Saddam: Monitors Do 'Intelligence Work'

Saddam: Monitors Do
President Saddam Hussein accused U.N. inspectors of engaging in "intelligence work" instead of searching for suspected nuclear, chemical and biological weapons in Iraq. The inspectors were interested in collecting names of Iraqi scientists, putting questions to them that indicate "hidden agendas" and gathering information about military facilities, Saddam said in a televised speech Monday marking Iraq's Army Day.

"All or most" of such activities "constitute purely intelligence work," Saddam said.

In Vienna, Melissa Fleming, a spokeswoman for the U.N. International Atomic Energy Agency, denied the charges and said that if inspectors are gathering intelligence, "it's intelligence for the United Nations ."

"We certainly flatly reject any accusation that we work for any government or provide direct information to any single government," Fleming said Monday. Experts from the Austria-based U.N. nuclear watchdog are on the inspection team.

Under a Security Council resolution passed in November, weapons inspectors are in the country to establish whether Iraq still has chemical, biological or nuclear weapons or the means to deliver them. Iraq has denied it has such weapons, but the United States and Britain have accused it of hiding banned arms.

President Bush and other U.S. officials have threatened to attack Iraq and topple Saddam's regime if it does not eliminate all weapons of mass destruction as required by U.N. resolutions adopted after the Iraqi invasion of Kuwait in 1990.

British Foreign Secretary Jack Straw on Monday said that war with Iraq had become less likely. But he wouldn't say why he thought the chances of war had diminished.

"I've repeated that war is not inevitable and that the preference of the international community is for (the situation) to be resolved peacefully," Straw said in an interview with the British Broadcasting Corp.

In his speech, Saddam accused the United States of trying to push the U.N. inspectors to go beyond the declared objective of the Security Council, specifically mentioning American efforts to persuade the inspection teams to be more aggressive about questioning Iraqi scientists about the country's arms programs.
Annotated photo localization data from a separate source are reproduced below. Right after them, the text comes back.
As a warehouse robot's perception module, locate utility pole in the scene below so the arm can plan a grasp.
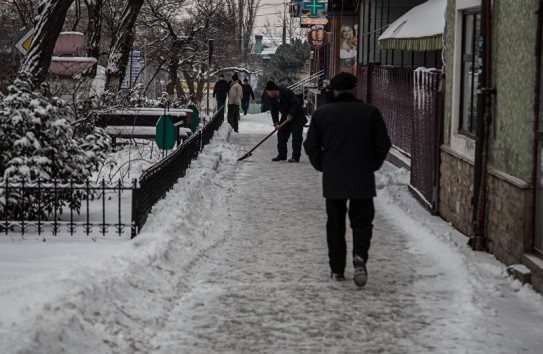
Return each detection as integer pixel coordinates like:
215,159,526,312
204,39,213,123
283,2,287,44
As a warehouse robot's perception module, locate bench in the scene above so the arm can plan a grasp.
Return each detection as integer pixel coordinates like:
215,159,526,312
96,108,196,146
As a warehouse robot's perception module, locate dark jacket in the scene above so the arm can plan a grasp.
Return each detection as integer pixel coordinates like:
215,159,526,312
260,90,271,112
270,87,307,129
241,84,255,101
213,80,230,100
304,93,391,199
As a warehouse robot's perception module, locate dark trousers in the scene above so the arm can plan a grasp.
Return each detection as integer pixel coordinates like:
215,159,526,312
277,123,304,159
326,199,375,274
241,100,249,115
228,104,239,133
215,97,226,119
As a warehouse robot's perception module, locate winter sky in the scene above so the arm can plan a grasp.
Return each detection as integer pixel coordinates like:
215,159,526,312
0,114,543,354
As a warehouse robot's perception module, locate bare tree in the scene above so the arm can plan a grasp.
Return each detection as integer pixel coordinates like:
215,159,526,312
84,0,103,78
8,0,39,29
225,0,261,59
106,0,144,92
20,0,73,85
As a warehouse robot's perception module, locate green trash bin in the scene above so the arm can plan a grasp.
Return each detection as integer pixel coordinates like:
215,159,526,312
187,104,199,133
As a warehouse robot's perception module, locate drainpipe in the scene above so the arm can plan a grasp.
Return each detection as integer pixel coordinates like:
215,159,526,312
532,0,543,246
470,0,496,251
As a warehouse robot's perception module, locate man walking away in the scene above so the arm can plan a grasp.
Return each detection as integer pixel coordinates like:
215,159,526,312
213,74,230,111
304,72,391,287
266,81,307,162
241,79,255,116
228,74,243,133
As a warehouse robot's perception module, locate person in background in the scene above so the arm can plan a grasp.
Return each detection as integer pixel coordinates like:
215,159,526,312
266,81,307,162
228,73,243,133
213,74,230,110
241,79,255,116
304,72,391,287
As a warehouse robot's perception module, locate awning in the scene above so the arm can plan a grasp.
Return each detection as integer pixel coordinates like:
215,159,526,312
378,0,447,51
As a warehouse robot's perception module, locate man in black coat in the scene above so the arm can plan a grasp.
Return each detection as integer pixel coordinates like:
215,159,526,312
304,73,391,287
213,74,230,110
241,79,255,116
266,81,307,162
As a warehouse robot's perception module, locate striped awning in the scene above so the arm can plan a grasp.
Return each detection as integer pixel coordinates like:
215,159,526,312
378,0,447,51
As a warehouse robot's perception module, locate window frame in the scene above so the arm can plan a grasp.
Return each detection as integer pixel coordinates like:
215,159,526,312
458,8,482,138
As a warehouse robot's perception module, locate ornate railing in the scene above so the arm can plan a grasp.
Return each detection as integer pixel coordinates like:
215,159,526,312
0,105,224,237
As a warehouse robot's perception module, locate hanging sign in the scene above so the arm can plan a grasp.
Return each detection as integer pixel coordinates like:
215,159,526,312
307,25,330,48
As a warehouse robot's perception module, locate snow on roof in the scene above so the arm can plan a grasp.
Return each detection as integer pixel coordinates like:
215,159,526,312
379,0,447,50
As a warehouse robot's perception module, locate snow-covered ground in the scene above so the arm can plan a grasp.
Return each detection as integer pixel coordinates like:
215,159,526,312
0,114,543,353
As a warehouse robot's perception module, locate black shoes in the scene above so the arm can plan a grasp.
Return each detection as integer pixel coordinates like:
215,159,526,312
272,156,300,162
353,256,368,288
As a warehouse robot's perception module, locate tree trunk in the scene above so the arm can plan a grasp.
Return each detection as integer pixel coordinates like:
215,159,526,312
84,0,103,78
20,0,73,86
106,0,144,92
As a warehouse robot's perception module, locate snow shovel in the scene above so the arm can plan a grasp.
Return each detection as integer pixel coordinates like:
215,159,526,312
238,119,290,161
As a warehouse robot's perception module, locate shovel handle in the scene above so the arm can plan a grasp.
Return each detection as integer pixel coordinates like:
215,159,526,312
247,120,290,154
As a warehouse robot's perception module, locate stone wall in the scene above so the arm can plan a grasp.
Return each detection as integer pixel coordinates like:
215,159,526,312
486,169,534,264
439,146,473,236
439,146,543,294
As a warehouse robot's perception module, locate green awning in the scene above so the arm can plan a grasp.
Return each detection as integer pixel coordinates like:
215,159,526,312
378,0,447,51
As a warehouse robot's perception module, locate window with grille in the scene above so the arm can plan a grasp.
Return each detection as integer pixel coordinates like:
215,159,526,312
459,10,482,135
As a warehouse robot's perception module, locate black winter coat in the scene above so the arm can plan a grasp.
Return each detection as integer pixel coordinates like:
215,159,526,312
241,84,255,101
270,87,307,129
304,93,391,199
213,80,230,101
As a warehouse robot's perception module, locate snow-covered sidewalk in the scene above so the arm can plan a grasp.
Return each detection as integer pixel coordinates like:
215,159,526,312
0,114,543,353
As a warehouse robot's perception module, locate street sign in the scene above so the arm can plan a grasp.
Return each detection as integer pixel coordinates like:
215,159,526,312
15,28,34,55
307,25,330,48
302,0,326,17
300,17,328,28
155,115,175,150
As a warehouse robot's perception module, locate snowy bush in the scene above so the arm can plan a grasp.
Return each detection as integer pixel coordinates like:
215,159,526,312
0,74,110,218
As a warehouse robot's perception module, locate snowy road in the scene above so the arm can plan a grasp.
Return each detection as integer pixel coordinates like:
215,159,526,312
0,115,543,354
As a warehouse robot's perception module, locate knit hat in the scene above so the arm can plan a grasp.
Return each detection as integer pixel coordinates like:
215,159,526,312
266,81,279,91
330,72,357,91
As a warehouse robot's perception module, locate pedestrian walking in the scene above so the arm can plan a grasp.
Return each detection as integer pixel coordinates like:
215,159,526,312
241,79,255,116
228,74,243,133
304,72,391,287
266,81,307,162
213,74,230,110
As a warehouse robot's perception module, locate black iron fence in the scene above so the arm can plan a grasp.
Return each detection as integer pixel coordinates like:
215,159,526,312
357,63,445,212
0,108,224,237
0,179,137,235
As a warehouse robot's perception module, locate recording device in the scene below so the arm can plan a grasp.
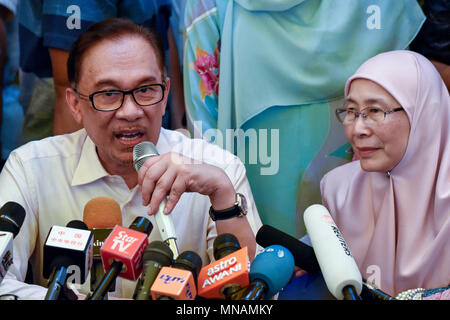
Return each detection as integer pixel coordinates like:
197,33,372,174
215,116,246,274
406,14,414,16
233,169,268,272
43,220,94,300
133,241,173,300
133,141,178,259
0,201,25,283
303,204,362,300
151,251,202,300
198,234,250,299
86,217,153,300
256,225,320,273
83,197,122,291
232,245,295,300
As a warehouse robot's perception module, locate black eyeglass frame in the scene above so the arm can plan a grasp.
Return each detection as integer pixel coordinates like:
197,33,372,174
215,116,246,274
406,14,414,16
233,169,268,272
72,83,166,112
334,107,405,124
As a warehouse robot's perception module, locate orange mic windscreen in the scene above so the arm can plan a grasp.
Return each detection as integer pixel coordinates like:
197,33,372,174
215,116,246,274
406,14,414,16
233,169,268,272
83,197,122,229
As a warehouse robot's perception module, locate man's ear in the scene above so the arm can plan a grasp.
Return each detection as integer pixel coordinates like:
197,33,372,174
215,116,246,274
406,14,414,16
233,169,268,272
161,77,170,115
66,88,83,125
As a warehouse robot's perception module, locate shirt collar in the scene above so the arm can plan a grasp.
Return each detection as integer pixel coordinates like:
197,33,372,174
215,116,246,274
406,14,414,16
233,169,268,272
72,134,110,186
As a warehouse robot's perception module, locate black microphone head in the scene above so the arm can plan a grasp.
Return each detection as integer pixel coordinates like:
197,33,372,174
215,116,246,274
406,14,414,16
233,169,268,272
133,141,159,171
172,251,203,283
66,220,88,230
0,201,25,237
142,241,173,266
130,217,153,235
213,233,241,260
256,225,320,273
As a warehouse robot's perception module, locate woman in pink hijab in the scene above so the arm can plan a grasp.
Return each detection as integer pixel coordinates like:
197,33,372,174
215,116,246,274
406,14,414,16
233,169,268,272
321,50,450,296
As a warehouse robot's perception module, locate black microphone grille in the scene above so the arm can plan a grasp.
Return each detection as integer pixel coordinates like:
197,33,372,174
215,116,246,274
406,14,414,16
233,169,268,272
0,201,25,237
256,225,320,272
130,217,153,235
133,141,159,171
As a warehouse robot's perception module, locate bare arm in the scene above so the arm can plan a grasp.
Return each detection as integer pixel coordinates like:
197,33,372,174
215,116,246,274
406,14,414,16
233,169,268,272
49,48,81,135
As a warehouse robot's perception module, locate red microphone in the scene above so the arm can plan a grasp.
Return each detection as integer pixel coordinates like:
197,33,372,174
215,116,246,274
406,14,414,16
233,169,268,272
86,217,153,300
198,233,250,299
151,251,202,300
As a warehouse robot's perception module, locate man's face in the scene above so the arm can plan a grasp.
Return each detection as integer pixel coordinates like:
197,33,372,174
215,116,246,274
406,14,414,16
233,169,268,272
67,36,170,171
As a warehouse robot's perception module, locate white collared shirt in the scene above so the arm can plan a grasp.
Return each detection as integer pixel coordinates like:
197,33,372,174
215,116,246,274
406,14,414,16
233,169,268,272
0,128,262,299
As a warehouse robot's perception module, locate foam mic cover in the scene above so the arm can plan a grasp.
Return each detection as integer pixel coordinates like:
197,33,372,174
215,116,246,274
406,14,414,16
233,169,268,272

Saddam did not say whether his suspicions about the inspectors would lead Iraq to stop cooperating with them. Other Iraqi officials have expressed concerns about the manner in which the inspectors were carrying out their work, but said Iraq would continue to cooperate to prove it has no banned weapons and to avoid war.

In 1998, a previous U.N. monitoring regime collapsed amid disputes between Iraq and the United Nations over alleged U.S. spying from within the U.N. operation and inspectors' access to sensitive sites.

In early December, Iraqi Vice President Taha Yassin Ramadan accused the new inspectors of gathering intelligence for Washington and Israel, saying "their work is to spy to serve the CIA and Mossad."

Ramadan's accusations followed a surprise search of one of Saddam's palaces, and were quickly denied by Ewen Buchanan, a spokesman for chief inspector Hans Blix. Buchanan said Blix has made clear that anyone found working for individual governments rather than the U.N. Security Council would be fired.

On Monday, U.N. experts continued inspections as usual in Iraq. A day earlier, they blocked off a huge complex on the edge of Baghdad while visiting a facility inside.

Iraqi Ambassador to the United Nations Mohammed al-Douri, who by chance was among an angry crowd of men, women and children kept from leaving the area during the inspection, said it was "unacceptable" for the inspectors to restrict ordinary Iraqis' freedom of movement while they worked.

The "freezing" of facilities during inspections has become routine, but never before have so many people been affected.

In his speech, Saddam declared his people and his army would prevail if attacked by the United States because truth and justice were on their side.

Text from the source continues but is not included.